Web3 Knowledge Base

Essential concepts and terminology for understanding blockchain, DeFi, and cryptocurrency markets.

Blockchain

A distributed ledger technology that maintains a continuously growing list of records (blocks) linked and secured using cryptography.

Example:

Bitcoin blockchain records all BTC transactions in chronological order.

Hash

A fixed-length string produced by a hash function that uniquely represents data. Any change to input data produces a completely different hash.

Example:

Bitcoin block hashes start with multiple zeros, indicating proof-of-work completion.

Consensus Mechanism

The method by which a blockchain network agrees on the validity of transactions and maintains network integrity.

Example:

Bitcoin uses Proof-of-Work, while Ethereum 2.0 uses Proof-of-Stake.

Node

A computer that maintains a copy of the blockchain and validates transactions according to network rules.

Example:

Running a Bitcoin full node requires downloading and validating the entire blockchain.

Automated Market Maker (AMM)

A protocol that uses mathematical formulas to price assets and enable trading without traditional order books.

Example:

Uniswap uses the x*y=k formula where x and y are token reserves.

Liquidity Pool

Smart contracts containing tokens that provide liquidity for decentralized exchanges and earn fees for providers.

Example:

ETH/USDC pool on Uniswap allows users to swap between these tokens.

Yield Farming

The practice of providing liquidity or staking tokens to earn rewards, often in the form of additional tokens.

Example:

Lending USDC on Compound to earn COMP governance tokens.

Impermanent Loss

The temporary loss of funds experienced by liquidity providers due to volatility in a trading pair.

Example:

Providing ETH/USDC liquidity when ETH price increases significantly.

Market Cap

Total value of all tokens in circulation, calculated as current price multiplied by circulating supply.

Example:

If ETH trades at $2000 with 120M tokens, market cap is $240B.
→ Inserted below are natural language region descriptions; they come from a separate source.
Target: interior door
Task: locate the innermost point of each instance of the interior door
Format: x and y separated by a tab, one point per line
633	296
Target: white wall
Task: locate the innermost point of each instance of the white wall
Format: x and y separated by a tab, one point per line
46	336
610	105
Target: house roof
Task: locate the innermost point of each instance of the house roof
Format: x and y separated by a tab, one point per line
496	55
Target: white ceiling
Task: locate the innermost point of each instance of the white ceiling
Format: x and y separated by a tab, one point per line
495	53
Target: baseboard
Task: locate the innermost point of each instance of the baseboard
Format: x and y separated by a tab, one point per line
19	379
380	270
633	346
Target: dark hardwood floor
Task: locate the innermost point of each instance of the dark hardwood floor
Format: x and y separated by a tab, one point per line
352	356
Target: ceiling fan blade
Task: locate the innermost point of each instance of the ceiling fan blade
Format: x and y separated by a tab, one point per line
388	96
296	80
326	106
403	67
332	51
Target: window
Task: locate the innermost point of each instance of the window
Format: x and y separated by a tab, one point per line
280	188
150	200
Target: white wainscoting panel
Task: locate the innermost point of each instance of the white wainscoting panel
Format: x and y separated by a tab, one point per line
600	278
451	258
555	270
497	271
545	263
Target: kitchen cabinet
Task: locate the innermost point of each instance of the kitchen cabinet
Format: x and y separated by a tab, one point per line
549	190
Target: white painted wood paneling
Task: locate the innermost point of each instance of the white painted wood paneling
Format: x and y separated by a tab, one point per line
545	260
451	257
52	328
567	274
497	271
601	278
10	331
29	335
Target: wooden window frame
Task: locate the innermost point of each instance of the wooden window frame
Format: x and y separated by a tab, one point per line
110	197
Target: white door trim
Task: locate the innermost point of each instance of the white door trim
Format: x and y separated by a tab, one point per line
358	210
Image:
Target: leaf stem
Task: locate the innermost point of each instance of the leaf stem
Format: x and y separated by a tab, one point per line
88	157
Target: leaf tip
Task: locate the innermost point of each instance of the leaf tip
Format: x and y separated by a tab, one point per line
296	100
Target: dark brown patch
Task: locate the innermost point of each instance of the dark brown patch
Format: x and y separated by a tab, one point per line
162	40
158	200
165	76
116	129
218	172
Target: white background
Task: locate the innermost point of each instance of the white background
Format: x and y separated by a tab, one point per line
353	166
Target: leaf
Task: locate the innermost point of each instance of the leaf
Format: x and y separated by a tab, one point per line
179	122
Total Supply vs Circulating Supply

Total supply includes all tokens ever created, while circulating supply excludes locked, burned, or unreleased tokens.

Example:

Bitcoin has 19M circulating supply out of 21M total supply.

Token Burn

Permanent removal of tokens from circulation by sending them to an inaccessible address.

Example:

Ethereum burns ETH fees since EIP-1559, reducing total supply.

Vesting

The process of gradually releasing locked tokens to team members, investors, or community over time.

Example:

Team tokens vest over 4 years with 1-year cliff.

DAO (Decentralized Autonomous Organization)

An organization governed by smart contracts and token holders, operating without central authority.

Example:

MakerDAO governs the DAI stablecoin through MKR token holder votes.

Governance Token

Tokens that grant holders voting rights on protocol changes, parameter updates, and fund allocation.

Example:

UNI tokens allow voting on Uniswap protocol upgrades and fee distributions.

Proposal

A formal suggestion for protocol changes that token holders can vote on.

Example:

Changing liquidity mining rewards requires a governance proposal.

Quorum

The minimum number of votes required for a governance proposal to be valid.

Example:

Compound requires 400K COMP tokens to vote for quorum.

Slippage

The difference between expected price and actual execution price, especially in large trades.

Example:

Buying $1M of a small-cap token may experience 5% slippage.

Arbitrage

Profiting from price differences of the same asset across different exchanges or markets.

Example:

Buying ETH on Exchange A for $2000 and selling on Exchange B for $2010.

Market Depth

The volume of buy and sell orders at different price levels, indicating liquidity.

Example:

Deep markets have large orders near current price, reducing slippage.

Front-running

Exploiting advance knowledge of pending transactions to profit, common in MEV extraction.

Example:

Bots detect large DEX trades and place higher gas transactions first.

Smart Contract Risk

The possibility of bugs, exploits, or unintended behavior in protocol code.

Example:

The DAO hack exploited a reentrancy vulnerability for $60M.

Rug Pull

When developers abandon a project and steal invested funds.

Example:

Removing liquidity from DEX pools after attracting investors.

Flash Loan Attack

Exploiting DeFi protocols using uncollateralized loans that must be repaid in the same transaction.

Example:

Borrowing millions to manipulate oracle prices and profit.

Bridge Risk

Security vulnerabilities in cross-chain bridges that lock assets on one chain to mint on another.

Example:

Wormhole bridge exploit resulted in $320M loss in 2022.